For entertainment, we praise Antoine de Cabaret (1749-1793), owner of Cafe Rue du Bac in Paris. Dom Perignon (1638-1715), a blind French Benedictine monk, invented champagne and other sparkling wines. And it was Hereward Bugle and Adolphe Sax who deserve credit for the boisterous accompaniments that bear their respective names. Further, should your playing ever land you in deep water, galoshes, invented by Manchester-born Joseph Galosh (1839-1909), might come in handy.
In the fashion world, eponyms are numerous: Etienne Corset (1760-1832) was a French tailor who made stiffened undergarments for army officers; later, the contraptions were adapted for women's use; George Duffel (1796-1843) was a British naval purser who made simple coats for sailors which became popular among civilians ashore; Charles Mackintosh (1766-1843), a Scottish chemist, patented a waterproof fabric for raincoats; and Jacob Trowser (1779-1848), an English tailor, advertised his garments as "Trowser's Patent Leggings: Hygienic and Economical."
Then there's Emil Haversack (1819-1888), a German mail carrier who designed a bag for carrying mail on his back. And Emily Satchel (1834-1905), a U.S. poet, once had her portrait painted by Picasso, but is now remembered more for her bag than her poems. Satchel could perhaps commiserate with the Italian Lorenzo Motto (1382-1459), an unsuccessful poet who adopted the motto"short and sweet" to sell his works.
Finally, the term doggerel derives from the English poet Matthew Doggerel (1330-1405), whose verses are rightly forgotten.
But thats not it for eponyms. Not yet. Imre Kiosk (1862-1921), a Hungarian, made a fortune from his chain of 400 stalls offering newspapers and cigarettes throughout the Austro-Hungarian Empire. And Walter Gadget (1848-1918), U.S. businessman, sold such ingenious household devices that his name stuck in the public's memory.
But other eponyms, like dunce, owe their existence to less remarkable beginnings. Scottish Franciscan philosopher John Duns Scotus (1266-1308), whose writings were ridiculed in the 16th century, gets the credit, of course. And the word boycott comes from Captain Charles Boycott (1832-1897), a British landlord's agent in Ireland who was ostracized by his tenants in 1879.
Amid such entertaining names, one rises above all others. Unique among eponyms is spoonerism, which first appeared in the Oxford Dictionary in 1885, defined as "an accidental transposition of the initial sounds, or other parts, of two or more words." Spoonerism owes its origin to Dr. William Spooner (1844-1930), a lovable Anglican cleric and scholar who lectured in divinity and philosophy at Oxford. His unintentional syllable juggling is said to have been the result of a weakness of the association center in his brain.
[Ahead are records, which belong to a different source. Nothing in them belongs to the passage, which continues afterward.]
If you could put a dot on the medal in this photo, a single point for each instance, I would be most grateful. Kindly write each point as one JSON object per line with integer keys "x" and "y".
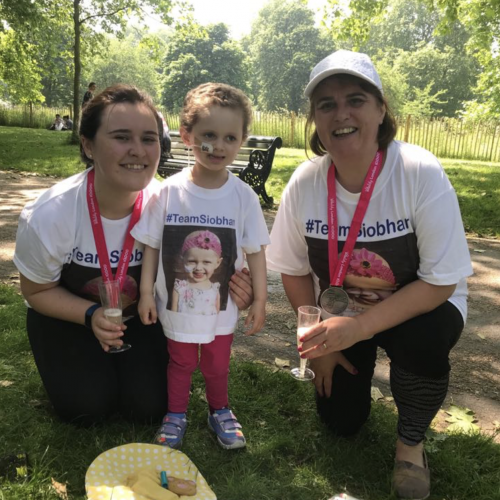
{"x": 100, "y": 240}
{"x": 334, "y": 300}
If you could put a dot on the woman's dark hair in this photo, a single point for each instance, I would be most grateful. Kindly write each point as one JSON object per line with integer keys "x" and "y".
{"x": 386, "y": 132}
{"x": 199, "y": 99}
{"x": 93, "y": 111}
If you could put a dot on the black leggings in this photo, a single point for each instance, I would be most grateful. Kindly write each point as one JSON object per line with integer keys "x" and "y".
{"x": 418, "y": 350}
{"x": 85, "y": 384}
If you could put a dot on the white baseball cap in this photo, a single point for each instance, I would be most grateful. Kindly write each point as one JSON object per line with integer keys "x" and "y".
{"x": 344, "y": 62}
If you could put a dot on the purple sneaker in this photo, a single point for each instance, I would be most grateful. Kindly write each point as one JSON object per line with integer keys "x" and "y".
{"x": 227, "y": 428}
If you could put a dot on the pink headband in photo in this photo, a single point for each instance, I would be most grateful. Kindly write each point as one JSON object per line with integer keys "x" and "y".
{"x": 206, "y": 240}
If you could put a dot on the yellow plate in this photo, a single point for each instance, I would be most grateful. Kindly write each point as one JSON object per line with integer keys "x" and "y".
{"x": 107, "y": 475}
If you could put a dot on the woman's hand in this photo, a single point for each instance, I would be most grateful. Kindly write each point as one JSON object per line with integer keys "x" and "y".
{"x": 240, "y": 288}
{"x": 147, "y": 309}
{"x": 108, "y": 334}
{"x": 323, "y": 371}
{"x": 330, "y": 336}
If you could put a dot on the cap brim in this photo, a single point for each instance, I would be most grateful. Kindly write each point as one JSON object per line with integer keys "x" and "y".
{"x": 338, "y": 71}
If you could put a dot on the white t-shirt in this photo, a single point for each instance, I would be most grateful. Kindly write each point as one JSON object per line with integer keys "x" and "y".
{"x": 412, "y": 229}
{"x": 233, "y": 217}
{"x": 55, "y": 242}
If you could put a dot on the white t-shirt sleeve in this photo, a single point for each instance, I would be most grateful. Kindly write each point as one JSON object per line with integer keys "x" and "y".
{"x": 149, "y": 228}
{"x": 255, "y": 233}
{"x": 442, "y": 246}
{"x": 287, "y": 253}
{"x": 37, "y": 258}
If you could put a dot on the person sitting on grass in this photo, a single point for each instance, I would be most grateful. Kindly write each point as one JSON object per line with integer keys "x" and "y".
{"x": 58, "y": 123}
{"x": 370, "y": 230}
{"x": 61, "y": 263}
{"x": 68, "y": 123}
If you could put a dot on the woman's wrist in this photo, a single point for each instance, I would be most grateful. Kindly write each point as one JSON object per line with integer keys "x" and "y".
{"x": 363, "y": 327}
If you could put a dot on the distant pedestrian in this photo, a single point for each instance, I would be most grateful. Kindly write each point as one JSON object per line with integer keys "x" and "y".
{"x": 68, "y": 123}
{"x": 57, "y": 124}
{"x": 89, "y": 94}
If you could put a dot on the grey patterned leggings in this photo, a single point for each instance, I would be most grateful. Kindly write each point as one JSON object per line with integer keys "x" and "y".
{"x": 418, "y": 350}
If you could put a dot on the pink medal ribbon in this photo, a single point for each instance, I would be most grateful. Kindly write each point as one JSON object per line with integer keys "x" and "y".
{"x": 100, "y": 240}
{"x": 334, "y": 300}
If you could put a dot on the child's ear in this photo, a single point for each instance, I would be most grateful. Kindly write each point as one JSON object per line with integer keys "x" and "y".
{"x": 87, "y": 146}
{"x": 185, "y": 136}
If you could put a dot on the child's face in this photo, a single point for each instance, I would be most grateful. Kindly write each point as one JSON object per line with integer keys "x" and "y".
{"x": 201, "y": 264}
{"x": 223, "y": 129}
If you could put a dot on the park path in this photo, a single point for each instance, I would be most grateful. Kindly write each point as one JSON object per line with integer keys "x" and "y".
{"x": 475, "y": 377}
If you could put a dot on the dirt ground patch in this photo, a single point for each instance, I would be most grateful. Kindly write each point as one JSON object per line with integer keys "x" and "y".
{"x": 475, "y": 376}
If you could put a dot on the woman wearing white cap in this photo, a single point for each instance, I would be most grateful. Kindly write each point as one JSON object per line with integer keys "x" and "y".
{"x": 370, "y": 230}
The first recorded example was during a church service at Oxford in 1879, when Spooner told the congregation, "We will now sing Hymn 87, Kinquering congs their tatles tike." In another sermon, he said, "Our Lord is a shoving leopard."
Through the centuries, eponymists have provided us with many useful things from buffets to bugles. But Spoonerand othersleft us with even more than useful names for useful things; they gave us a legacy of laughter. Indeed, Spooner's slips of the tongue still found sunny today.